Giving thanks always for all things to God the Father in the name of our Lord Jesus Christ. (Ephesians 5:20)


And what does it mean to pray “in the name of our Lord Jesus Christ,” that is, other than simply saying by rote the phrase at the end of a prayer?  It means that whatever a believer prays for is for the honor, glory and benefit of his Lord and Savior Jesus Christ.  As a reminder, it is only by the study of God’s Word that a believer may have confidence that he is praying “in the name of Jesus Christ.”


6.  Prayer should be continuous


Pray without ceasing, in everything give thanks; for this is the will of God in Christ Jesus for you. (1 Thessalonians 5:17, 18; cf. Luke 18:1; Romans 12:12; Colossians 4:2)

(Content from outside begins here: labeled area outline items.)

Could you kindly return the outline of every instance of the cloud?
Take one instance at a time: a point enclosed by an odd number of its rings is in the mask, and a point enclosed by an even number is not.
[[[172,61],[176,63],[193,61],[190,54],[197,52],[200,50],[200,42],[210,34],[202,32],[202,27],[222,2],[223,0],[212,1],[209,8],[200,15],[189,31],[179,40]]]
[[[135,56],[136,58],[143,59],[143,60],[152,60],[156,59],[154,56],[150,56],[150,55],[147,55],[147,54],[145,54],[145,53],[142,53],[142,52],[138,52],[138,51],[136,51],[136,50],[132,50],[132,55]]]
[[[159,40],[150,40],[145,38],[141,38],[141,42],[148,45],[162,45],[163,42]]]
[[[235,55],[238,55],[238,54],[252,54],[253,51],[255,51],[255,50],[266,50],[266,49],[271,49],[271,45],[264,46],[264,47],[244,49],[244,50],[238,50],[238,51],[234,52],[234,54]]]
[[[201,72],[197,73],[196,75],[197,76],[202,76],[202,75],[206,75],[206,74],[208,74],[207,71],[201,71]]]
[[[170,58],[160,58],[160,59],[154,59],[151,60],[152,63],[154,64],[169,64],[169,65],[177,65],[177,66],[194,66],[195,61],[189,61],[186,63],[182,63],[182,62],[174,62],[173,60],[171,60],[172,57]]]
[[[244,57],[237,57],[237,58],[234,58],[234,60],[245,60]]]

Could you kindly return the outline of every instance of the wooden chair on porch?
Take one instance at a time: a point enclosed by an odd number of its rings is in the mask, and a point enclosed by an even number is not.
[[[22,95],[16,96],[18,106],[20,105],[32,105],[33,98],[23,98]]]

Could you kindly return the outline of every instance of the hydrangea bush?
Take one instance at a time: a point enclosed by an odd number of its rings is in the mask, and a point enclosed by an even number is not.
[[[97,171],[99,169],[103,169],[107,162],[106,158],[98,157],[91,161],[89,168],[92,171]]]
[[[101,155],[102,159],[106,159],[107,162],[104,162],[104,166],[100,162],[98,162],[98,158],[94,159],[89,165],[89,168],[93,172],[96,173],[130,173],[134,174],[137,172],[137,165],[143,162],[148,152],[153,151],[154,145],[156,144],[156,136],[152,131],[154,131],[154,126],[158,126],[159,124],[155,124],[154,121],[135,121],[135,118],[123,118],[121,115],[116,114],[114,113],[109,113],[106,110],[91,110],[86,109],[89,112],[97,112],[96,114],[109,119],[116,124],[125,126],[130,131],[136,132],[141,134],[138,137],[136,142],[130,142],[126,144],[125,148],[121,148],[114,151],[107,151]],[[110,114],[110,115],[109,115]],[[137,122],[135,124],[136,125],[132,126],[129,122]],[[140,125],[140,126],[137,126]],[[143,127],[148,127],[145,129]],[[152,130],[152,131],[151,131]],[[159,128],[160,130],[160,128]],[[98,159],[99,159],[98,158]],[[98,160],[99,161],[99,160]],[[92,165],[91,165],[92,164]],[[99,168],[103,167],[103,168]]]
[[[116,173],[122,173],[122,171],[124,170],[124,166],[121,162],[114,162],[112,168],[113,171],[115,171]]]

This means to maintain an attitude of prayer.  The believer should make it a practice to talk with God at all times, e.g., when he awakes, when he walks down the street, when he’s driving a vehicle or flying an aircraft, when he’s in an elevator or at a business board meeting, when he’s at a ball game or in church – simply at any time and in any place.  Much of his praying will be by “thought process,” as he petitions God during his various activities throughout the day.


Length of Prayer


Mark this down!  God is not interested in show, nor is He interested in quantity.  He is interested in genuineness and quality.  Christians all too often pray long, flowery prayers in the presence of other Christians – primarily to impress those around them.  The believer should make it a practice to reserve long prayers for when in a private setting, only before God.  In public, the prayer should be brief and to the point!


Do not be rash with your mouth, and let not your heart utter anything hastily before God. For God is in heaven, and you on earth; therefore let your words be few. (Ecclesiastes 5:2)


And when you pray, you shall not be like the hypocrites. For they love to pray standing in the synagogues and on the corners of the streets, that they may be seen by men. Assuredly, I say to you, they have their reward. But you, when you pray, go into your room, and when you have shut your door, pray to your Father who is in the secret place; and your Father who sees in secret will reward you openly. And when you pray, do not use vain repetitions as the heathen do. For they think that they will be heard for their many words. Therefore do not be like them. For your Father knows the things you have need of before you ask Him. (Matthew 6:5-8)


Remember, brief prayers in public and long prayers in private.  And at all times, be specific and to the point.  Don’t bore God with your fancy rhetoric and do not waste His time by trying to impress Him with your elaborations, replications and loquaciousness.